Oleh iringan burung tersebut, kesannya Datu Bendurana dan pengawalnya tiba di desa Landorundun di gunung Sesean.

Betapa kagetnya mereka ketika mengenali bahwa pemilik rambut itu ialah seorang gadis yang sungguh anggun. Kemudian Datu Bendurana itu melamar Landorundun yang lalu disetujui oleh keluarga Landorundun dengan beberapa tahapan upacara adat yang mesti dilalui.
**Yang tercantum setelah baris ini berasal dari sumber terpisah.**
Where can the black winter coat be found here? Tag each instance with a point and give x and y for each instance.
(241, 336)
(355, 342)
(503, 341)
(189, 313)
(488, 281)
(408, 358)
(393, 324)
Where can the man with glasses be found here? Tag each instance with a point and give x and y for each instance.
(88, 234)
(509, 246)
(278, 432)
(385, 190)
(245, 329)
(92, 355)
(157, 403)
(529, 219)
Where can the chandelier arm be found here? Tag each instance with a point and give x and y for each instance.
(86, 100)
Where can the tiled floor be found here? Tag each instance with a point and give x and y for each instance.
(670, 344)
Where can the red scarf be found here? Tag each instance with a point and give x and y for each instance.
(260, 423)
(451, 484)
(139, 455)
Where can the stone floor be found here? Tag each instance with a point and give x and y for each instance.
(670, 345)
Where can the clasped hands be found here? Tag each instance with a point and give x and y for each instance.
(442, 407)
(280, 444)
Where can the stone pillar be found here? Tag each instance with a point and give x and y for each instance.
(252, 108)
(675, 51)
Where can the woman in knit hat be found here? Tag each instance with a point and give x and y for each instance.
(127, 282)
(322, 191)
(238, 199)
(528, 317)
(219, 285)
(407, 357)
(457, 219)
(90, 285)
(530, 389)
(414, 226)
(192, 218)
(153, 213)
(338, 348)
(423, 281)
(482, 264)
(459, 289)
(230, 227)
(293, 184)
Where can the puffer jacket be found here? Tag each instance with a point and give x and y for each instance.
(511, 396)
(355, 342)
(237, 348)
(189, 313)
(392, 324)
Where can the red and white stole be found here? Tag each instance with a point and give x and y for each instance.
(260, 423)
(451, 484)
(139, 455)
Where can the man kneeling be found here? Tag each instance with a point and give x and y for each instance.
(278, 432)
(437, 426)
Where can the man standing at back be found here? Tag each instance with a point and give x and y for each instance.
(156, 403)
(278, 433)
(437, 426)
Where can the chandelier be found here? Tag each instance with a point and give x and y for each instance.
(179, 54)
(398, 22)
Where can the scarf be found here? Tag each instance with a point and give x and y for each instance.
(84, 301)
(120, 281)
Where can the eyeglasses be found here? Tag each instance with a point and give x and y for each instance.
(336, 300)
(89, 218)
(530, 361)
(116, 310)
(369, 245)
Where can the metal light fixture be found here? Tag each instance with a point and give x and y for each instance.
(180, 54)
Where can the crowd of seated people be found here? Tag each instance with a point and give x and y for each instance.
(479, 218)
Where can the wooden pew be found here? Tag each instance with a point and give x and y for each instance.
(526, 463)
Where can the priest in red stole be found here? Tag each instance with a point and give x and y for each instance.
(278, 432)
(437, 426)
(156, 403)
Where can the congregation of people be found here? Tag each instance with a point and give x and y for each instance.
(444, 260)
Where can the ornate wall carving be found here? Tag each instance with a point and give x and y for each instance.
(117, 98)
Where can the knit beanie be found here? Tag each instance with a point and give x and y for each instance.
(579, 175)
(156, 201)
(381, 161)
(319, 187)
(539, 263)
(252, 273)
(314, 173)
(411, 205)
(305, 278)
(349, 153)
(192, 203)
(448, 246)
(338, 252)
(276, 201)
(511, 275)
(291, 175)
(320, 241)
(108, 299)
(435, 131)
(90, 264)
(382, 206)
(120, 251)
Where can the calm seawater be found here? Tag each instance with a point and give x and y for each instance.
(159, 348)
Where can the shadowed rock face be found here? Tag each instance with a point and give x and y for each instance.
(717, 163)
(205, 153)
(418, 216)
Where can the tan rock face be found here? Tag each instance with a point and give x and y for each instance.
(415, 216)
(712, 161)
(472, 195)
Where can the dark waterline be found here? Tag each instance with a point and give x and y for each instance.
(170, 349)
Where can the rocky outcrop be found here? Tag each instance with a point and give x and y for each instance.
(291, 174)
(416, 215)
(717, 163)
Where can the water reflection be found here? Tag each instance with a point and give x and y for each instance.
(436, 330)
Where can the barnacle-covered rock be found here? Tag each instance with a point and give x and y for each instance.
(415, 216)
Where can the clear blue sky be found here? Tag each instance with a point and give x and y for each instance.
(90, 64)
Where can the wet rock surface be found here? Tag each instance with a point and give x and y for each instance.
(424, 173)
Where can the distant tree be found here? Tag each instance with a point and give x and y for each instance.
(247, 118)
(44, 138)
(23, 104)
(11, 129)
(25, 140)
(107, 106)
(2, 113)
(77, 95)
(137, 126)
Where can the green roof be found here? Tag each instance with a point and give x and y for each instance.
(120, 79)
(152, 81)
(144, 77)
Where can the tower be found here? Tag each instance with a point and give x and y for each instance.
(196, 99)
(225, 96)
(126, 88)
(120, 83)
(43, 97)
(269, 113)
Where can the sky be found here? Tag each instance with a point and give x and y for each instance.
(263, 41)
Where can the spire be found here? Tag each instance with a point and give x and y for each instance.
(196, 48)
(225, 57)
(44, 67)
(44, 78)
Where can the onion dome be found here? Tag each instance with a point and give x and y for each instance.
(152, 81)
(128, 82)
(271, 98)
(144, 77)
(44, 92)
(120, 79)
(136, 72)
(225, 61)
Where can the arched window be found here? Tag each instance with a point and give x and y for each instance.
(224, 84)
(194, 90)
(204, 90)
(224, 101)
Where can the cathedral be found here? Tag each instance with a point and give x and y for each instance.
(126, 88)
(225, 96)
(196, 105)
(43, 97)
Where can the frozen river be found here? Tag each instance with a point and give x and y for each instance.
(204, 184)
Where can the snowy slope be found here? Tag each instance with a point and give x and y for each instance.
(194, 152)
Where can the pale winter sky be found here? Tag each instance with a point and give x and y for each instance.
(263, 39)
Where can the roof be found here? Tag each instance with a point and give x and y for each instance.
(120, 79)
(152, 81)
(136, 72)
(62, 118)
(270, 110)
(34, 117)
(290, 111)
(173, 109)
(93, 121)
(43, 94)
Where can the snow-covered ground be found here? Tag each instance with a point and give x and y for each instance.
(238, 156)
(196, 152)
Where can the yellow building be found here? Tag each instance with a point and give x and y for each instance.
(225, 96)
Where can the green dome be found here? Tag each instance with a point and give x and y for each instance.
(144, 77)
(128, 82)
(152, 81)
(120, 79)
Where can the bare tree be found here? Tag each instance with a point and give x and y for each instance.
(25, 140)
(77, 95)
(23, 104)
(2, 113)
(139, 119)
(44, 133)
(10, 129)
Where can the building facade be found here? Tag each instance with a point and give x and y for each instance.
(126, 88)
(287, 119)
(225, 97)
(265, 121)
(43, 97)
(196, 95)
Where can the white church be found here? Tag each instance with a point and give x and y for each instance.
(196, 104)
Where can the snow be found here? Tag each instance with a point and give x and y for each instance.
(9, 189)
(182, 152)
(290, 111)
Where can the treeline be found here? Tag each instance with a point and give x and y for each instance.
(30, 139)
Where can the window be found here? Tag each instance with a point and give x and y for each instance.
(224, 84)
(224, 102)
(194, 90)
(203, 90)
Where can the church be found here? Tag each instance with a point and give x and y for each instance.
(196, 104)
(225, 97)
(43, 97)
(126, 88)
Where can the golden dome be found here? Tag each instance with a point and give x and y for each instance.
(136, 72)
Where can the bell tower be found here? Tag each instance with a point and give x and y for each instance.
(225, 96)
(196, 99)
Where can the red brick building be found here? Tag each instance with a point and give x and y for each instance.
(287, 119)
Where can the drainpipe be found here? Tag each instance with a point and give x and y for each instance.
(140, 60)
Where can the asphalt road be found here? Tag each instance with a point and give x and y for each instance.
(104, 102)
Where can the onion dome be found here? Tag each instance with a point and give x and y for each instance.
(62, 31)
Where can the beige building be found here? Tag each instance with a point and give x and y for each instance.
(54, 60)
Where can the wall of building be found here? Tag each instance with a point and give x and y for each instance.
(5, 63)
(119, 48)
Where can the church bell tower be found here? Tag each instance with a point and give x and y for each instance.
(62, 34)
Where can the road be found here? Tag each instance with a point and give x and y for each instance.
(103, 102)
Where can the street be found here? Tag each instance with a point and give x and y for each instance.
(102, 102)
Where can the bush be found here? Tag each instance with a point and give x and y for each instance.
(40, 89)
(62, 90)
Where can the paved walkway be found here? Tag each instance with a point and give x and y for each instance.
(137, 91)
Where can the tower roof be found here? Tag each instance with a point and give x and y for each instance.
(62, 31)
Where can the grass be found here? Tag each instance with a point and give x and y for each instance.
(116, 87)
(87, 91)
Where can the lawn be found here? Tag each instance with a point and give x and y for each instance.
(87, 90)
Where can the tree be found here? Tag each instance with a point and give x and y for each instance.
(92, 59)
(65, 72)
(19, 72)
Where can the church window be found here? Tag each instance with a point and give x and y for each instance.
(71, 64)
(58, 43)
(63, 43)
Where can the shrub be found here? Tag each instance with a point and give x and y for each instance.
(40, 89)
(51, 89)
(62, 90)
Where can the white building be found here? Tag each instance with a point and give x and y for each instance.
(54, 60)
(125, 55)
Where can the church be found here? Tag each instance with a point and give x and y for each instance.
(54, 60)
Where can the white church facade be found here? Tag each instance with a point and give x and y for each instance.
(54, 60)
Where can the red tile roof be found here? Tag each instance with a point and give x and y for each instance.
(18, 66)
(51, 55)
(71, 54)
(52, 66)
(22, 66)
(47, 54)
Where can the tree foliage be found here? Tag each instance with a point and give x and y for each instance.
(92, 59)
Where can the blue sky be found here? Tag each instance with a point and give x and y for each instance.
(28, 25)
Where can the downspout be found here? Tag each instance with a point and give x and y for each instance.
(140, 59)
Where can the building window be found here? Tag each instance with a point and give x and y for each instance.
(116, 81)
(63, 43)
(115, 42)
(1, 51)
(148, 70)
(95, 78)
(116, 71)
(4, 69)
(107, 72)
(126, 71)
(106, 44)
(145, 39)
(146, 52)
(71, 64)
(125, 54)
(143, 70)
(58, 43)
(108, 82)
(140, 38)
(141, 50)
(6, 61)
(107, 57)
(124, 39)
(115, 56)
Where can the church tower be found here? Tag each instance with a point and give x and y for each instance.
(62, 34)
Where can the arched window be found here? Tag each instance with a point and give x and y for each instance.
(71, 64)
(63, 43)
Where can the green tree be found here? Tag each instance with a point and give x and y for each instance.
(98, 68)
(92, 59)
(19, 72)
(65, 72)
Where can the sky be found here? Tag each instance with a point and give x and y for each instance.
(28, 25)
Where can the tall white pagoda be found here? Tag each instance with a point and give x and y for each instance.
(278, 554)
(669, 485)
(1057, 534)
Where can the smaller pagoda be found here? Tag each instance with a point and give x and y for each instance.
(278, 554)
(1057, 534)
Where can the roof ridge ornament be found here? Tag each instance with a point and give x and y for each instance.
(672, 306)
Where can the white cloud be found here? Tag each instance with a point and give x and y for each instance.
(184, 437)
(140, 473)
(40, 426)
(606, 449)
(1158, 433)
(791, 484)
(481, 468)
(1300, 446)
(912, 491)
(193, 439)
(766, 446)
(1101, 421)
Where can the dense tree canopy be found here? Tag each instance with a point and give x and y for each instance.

Juga terdapat satu “Basse” atau persetujuanantar kedua pihak dimana jika Kerajaan Bone diserang lawan, maka penduduk Toraja harus membantu, juga sebaliknya.

Akhirnya Landorundun menikah dengan Datu Bendurana dan pergi ke kerajaan Bone. Mereka menghasilkan keturunan yang nantinya meneruskan kerajaan Bone.

Namun pada hasilnya Landorundun meninggal dan dimakamkan di kawasan kerajaan Gowa. Saat ini makamnya berada di tempat Daya, Makassar.

Perahu%2BLandorundun

Kisah landorundun ini meninggalkan beberapa peninggalan yang masih tersadar hingga dikala ini, yakni Desa Landorundun dan sumur Landorundun di Sesean, serta perahu Datu Bendurana beserta pengawal-pengawalnya yang ada di Malangngo’, tetapi kini cuma berbentukbatuan.

By: Felianus Tangalayuk

Sumber:

Legenda Karaeng Bayo(Bantaeng),  buku Paths and Rivers (Sa’dan Toraja Society In Transformation,Nedherland. 2009 ), Rapu Tallang dan Beatrix Bulo’ (Budayawan Toraja & Pengelola Museum Landorundun).